Self-driving cars may bring bigger changes for Maine than stress-free rides to work. Richard Corey, Ph.D. headed a virtual roundtable discussion on autonomous vehicles on April 14. The Q&A session with the University of Maine’s VEMI Lab was part of Maine Impact Week, an opportunity for UMaine students and faculty to share and celebrate recent leaps and bounds in research with the public through seminars and workshops.
Corey was joined on Wednesday by colleagues Nicholas Giudice, Ph.D., Jonathan Rubin, Ph.D., Katherine Freund from ITNAmerica, Dale Peabody from the Maine State DOT and Eric Dibner with the Maine State Americans with Disabilities Act. The group is on board with autonomous vehicles for Maine, and explained some of the perks to the audience. Rubin believes that autonomous vehicles are going to change as we know it.
“Autonomous cars will have a huge effect on where people choose to live and work because it lowers the cost of time,” Rubin said. “It will likely have a profound effect on Maine settlement patterns.”
It is easy to agree that time is money, and for a lot of people, the amount of time they spend commuting whether it be to work or school is a huge factor in their daily lives. Many people, especially those involved in the VEMI Lab’s research, believe that autonomous vehicles have the potential to revitalize rural areas in Maine and maybe even boost the economy.
“Not only is there potential for fuel savings,” Peabody said. “But there will also be more mobility on highways and less traffic.”
Reasons for living in populated areas will become obsolete as travel becomes more accessible to everyone, especially older adults.
Although some older adults are having a hard time with the idea of getting in a car that drives itself, activist for alternative senior transportation, Katherine Freund, is confident that the concept will grow on people.
“Old people are afraid of it and don’t want to do it, but do I think they are going to? Yes,” Freund said. “Freedom just about overrides everything.”
However, there is concern that fear will be too great of a factor for some people to overcome.
“For [authonomous vehicles] to really be possible, we have to make them more trusted and understood,” Giudice said. The hope is that with growing accessibility to dialogue about autonomous vehicles, they will become less feared and more popular.
Currently, vehicle technology is ahead of policy in Maine, but Peabody and Dibner said there is plenty of time for catch-up.
“Changing things like making traffic signals so they would connect to vehicles through Bluetooth are the changes we will need to make once we get the go-ahead,” Peabody said.
Autonomous vehicles might be closer in Maine’s future than originally thought as some speculate that autonomous vehicles will gain momentum by 2028, a mere seven years away.
“Electric vehicles are expected to reach a turning point in 2024,” Peabody said. [Autonomous vehicles] can’t be far behind.”
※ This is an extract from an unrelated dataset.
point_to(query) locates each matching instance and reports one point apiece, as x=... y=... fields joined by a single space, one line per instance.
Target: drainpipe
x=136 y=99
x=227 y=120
Overall, the consensus from the discussion is that autonomous vehicles could do a lot of good for Maine both economically and socially, especially regarding older adults and those with disabilities. However, the question remains: when?
“Some people say a few years, while others say 40-50 years, but everyone is agreeing that it will happen at some point,” Dibner said. “And that is what’s important.”